As a journalist, I'm particularly interested by the idea that things should only be reported once they are known to be true. There's no room in the modern media for reporters and editors to run with a story based on their experience, insight and background knowledge. Say I'm told by a man with a roadmap that a chip company is about to launch a new processor, but the chip company denies it outright when I ask them: who am I to say that just because last time it happened the chip company launched the thing hours later, there's a chance they may do the same again this time? Or let's pretend that a software company was making promises to fix a problem that they'd promised to fix for five years, but they'd always failed in the past and there was no sign they'd do differently this time: should I mention that in a story?

Clearly not. Best to stick to whatever facts we are given by those in positions of knowledge and power -- after all, as the Hutton report makes plain there is no deceit or incompetence where the great and the good are involved. And what better day to reflect on that than the one on which our arcane and outmoded drug laws are clarified by making possession of cannabis a nonarrestable offence -- then changing the rules so that you can be arrested after all.

Whatever they're smoking, I wish they'd share it around…

Friday 30/1/2004

Today is Shuji Nakamura's day! You haven't heard of him? He's changed your life. He is the chap who invented the blue LED -- thus breaking forever the dominance of those red, green and orange twinkly lights that festooned our electronic equipment for 30 pointlessly dull years. Now our phones, our hi-fis, our car dashboards are all seas of glorious, beautiful blueness, with tiny, bright little lights that don't burn out, don't take much power but mostly just look gorgeous.

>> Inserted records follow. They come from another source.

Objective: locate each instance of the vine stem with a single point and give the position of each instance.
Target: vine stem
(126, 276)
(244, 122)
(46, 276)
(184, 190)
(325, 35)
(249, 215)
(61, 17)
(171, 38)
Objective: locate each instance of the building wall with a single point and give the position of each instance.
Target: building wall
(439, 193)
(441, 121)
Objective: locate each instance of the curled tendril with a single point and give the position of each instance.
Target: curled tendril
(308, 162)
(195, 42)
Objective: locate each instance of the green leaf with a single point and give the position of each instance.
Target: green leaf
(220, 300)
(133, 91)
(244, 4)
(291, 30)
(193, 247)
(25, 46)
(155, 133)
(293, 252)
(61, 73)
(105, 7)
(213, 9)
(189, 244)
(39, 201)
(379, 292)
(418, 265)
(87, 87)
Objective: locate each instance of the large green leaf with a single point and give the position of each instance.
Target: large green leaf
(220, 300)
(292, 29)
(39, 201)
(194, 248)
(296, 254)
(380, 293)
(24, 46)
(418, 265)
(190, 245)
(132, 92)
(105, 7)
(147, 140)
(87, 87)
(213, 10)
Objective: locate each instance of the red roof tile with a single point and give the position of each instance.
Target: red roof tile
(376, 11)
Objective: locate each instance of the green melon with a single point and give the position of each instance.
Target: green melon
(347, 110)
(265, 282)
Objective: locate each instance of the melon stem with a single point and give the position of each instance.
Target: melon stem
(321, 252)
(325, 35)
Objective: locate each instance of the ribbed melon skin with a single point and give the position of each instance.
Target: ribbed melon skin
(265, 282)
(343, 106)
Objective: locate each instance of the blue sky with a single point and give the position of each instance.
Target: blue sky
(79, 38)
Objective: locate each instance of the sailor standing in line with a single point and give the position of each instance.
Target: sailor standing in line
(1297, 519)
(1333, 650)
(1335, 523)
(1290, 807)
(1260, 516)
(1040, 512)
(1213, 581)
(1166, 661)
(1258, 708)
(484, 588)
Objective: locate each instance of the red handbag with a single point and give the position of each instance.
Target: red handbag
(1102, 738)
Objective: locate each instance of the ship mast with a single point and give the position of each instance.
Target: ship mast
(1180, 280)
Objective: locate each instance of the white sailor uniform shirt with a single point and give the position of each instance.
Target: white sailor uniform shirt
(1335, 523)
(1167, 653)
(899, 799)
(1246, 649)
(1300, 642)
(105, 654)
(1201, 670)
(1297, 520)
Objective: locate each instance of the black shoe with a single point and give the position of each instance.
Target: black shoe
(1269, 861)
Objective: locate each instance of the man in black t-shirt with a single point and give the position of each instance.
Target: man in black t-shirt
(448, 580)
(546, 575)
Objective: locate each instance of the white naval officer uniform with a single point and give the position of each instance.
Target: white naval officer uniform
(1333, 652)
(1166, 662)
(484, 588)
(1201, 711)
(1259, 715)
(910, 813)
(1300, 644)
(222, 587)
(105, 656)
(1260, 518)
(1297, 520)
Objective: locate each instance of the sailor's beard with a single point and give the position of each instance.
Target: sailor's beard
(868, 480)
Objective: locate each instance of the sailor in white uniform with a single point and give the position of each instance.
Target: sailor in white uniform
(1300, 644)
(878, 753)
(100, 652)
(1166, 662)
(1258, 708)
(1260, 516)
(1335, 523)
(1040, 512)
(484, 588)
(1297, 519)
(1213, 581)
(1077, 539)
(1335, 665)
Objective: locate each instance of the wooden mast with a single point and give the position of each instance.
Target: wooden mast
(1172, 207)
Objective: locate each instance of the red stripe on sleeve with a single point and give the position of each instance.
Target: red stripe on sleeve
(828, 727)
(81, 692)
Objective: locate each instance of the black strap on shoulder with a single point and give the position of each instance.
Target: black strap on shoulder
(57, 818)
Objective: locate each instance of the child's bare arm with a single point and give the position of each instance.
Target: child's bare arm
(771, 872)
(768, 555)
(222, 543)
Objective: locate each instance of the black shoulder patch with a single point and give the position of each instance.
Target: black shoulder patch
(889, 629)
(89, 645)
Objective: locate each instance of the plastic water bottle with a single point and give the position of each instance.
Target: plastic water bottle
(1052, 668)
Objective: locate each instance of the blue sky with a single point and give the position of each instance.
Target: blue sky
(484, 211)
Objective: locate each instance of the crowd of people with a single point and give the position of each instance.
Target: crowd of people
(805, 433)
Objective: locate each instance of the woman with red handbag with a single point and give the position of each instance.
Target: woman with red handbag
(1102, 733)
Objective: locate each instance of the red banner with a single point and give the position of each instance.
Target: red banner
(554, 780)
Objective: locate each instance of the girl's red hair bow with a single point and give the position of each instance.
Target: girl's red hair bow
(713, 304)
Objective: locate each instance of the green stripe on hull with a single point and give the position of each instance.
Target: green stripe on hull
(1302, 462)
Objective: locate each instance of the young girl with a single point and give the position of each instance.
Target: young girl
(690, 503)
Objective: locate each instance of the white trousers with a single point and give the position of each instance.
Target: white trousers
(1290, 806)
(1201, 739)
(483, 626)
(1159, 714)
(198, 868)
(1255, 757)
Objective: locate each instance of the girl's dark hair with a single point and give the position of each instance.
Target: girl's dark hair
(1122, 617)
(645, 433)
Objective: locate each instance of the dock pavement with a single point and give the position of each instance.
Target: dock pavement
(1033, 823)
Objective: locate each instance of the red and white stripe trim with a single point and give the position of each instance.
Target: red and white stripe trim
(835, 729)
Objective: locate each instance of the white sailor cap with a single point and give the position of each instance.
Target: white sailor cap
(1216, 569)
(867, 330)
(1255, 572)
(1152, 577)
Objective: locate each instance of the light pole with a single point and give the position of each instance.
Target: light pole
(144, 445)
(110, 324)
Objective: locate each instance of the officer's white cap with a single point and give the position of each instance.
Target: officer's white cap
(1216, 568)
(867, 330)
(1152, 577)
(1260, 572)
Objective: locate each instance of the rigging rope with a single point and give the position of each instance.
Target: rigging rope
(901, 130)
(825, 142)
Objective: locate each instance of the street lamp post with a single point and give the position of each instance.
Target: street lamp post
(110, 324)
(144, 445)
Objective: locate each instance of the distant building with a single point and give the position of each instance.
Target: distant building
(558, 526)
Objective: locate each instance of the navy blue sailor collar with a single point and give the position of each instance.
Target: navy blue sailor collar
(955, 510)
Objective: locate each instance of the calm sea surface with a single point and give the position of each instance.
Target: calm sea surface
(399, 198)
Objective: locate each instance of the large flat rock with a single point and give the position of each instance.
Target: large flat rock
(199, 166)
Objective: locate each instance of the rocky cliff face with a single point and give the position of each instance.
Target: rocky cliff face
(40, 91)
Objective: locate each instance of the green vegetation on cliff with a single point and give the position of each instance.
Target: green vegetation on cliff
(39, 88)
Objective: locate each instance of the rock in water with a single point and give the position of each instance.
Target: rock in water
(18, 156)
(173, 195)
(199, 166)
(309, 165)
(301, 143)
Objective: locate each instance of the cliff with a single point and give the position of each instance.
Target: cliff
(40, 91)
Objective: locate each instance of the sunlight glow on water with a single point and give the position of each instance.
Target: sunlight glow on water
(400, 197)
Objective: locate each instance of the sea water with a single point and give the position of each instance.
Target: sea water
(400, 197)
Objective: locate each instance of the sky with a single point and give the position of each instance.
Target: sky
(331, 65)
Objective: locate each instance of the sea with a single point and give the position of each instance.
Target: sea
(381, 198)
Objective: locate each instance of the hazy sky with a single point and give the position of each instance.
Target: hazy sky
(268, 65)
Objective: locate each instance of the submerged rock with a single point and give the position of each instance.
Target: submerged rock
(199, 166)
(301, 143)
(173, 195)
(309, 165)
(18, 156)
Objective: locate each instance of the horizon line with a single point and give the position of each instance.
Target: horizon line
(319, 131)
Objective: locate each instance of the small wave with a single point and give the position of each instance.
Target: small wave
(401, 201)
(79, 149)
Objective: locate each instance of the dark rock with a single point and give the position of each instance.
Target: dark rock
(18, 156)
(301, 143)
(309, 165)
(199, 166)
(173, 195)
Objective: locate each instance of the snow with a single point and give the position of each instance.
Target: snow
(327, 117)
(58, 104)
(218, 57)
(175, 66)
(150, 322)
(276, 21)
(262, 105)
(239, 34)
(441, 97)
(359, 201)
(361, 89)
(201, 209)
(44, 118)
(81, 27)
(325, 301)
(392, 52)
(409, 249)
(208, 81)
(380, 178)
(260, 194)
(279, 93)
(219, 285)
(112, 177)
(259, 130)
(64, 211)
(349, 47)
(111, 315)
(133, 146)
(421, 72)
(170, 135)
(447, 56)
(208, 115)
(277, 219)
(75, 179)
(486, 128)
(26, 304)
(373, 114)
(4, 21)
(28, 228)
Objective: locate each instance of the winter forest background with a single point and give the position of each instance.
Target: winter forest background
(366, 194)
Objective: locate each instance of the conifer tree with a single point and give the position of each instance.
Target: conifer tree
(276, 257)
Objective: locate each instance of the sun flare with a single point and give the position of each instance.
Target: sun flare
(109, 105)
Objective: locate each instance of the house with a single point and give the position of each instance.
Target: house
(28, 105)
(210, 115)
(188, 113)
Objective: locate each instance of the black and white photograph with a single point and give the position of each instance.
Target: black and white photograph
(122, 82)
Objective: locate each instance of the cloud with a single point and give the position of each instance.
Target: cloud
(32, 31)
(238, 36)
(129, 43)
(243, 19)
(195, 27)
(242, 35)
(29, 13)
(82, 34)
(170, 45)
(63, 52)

For this work of world-shattering brilliance, Nakamura was awarded around £120 by his company, which subsequently went on to earn somewhere north of £700m in royalties. The company, Nichia Corp, claims that as it was invented on its time, Nakamura has no rights to the blue LED at all: he, unsurprisingly, disagrees. It has to be said that his invention was a work of genius: he pursued an idea that everyone else dismissed, ran entirely contrary to received wisdom and came up with the goods through unalloyed, 24 carat braininess. He deserves more.

A court in Tokyo agreed, and decided that more in this case should be £120m, give or take. Of course, there'll be an appeal -- but I say no. The man has adorned the globe in gorgeousness. Give him his just reward.